Given that land heights vary, I think that my friend's method is the best. He casts laps to measure groove diameters. Of course barrels with odd numbers of grooves present a special problem, in that they require special tooling to to measure their upset slugs or laps. With a cast lap, one can feel how consistent a barrel is, where there are tight and loose spots, and the relative sizes of different parts of a barrel. It is really quite a useful tool, that my friend has learned to use with great skill. He checks out every new barrel before doing any cutting, except perhaps to remove a burr or upset at the ends of the bore. He also uses them to look for problem areas in finished barrels.
After I posted I started remembering something about people driving a lead slug through a barrel. That is out of my league. I think I would just end up with an unusable barrel and an unusable slug. Even if the slug came out perfect I would be sort of hard pressed to get a usable reading off of the core with all of the lands, grooves and gouges I picture. I measure stuff like that pretty much every day but not with the lands.
We have some rubber molding compound we us for odd shapes.

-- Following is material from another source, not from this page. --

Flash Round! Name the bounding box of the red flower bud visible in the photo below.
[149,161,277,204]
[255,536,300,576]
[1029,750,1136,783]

It is to soft to put a micrometer on it but it might measure pretty close on an optical comparator.
I thought I was over the ground bullet thing. Now I'm thinking that grinding may still be good if I would just put back on a die ring at the base. The sad thing is that all this takes a lot of work. If even at best you could improve a benchrest bullet 7% it might go unnoticed with my testing. I figure maybe 93% of the spread of my groups comes from not being experienced with mirage and wind. I'm still thinking really hard about it. Very little coming natural. I don't really have much feel for just knowing which way to lean. I'm often taken way off guard by changes everyone else just seems to take in stride.
Anyway you should have seen those ground beauties. I still have a few I could someday but the die ring back on. How big or how tough really is a good question. I suppose the diameter is limited by how thick our case neck is and what our neck chambering is.
While I was flipping through The Accurate Rifle by Warren Page for the place that mentioned grinding or turning the bullet shank. I didn't see it but I did come across this;
page 106
a misshappen point created little or no error a miscut or slanted butt brought about major dispersion.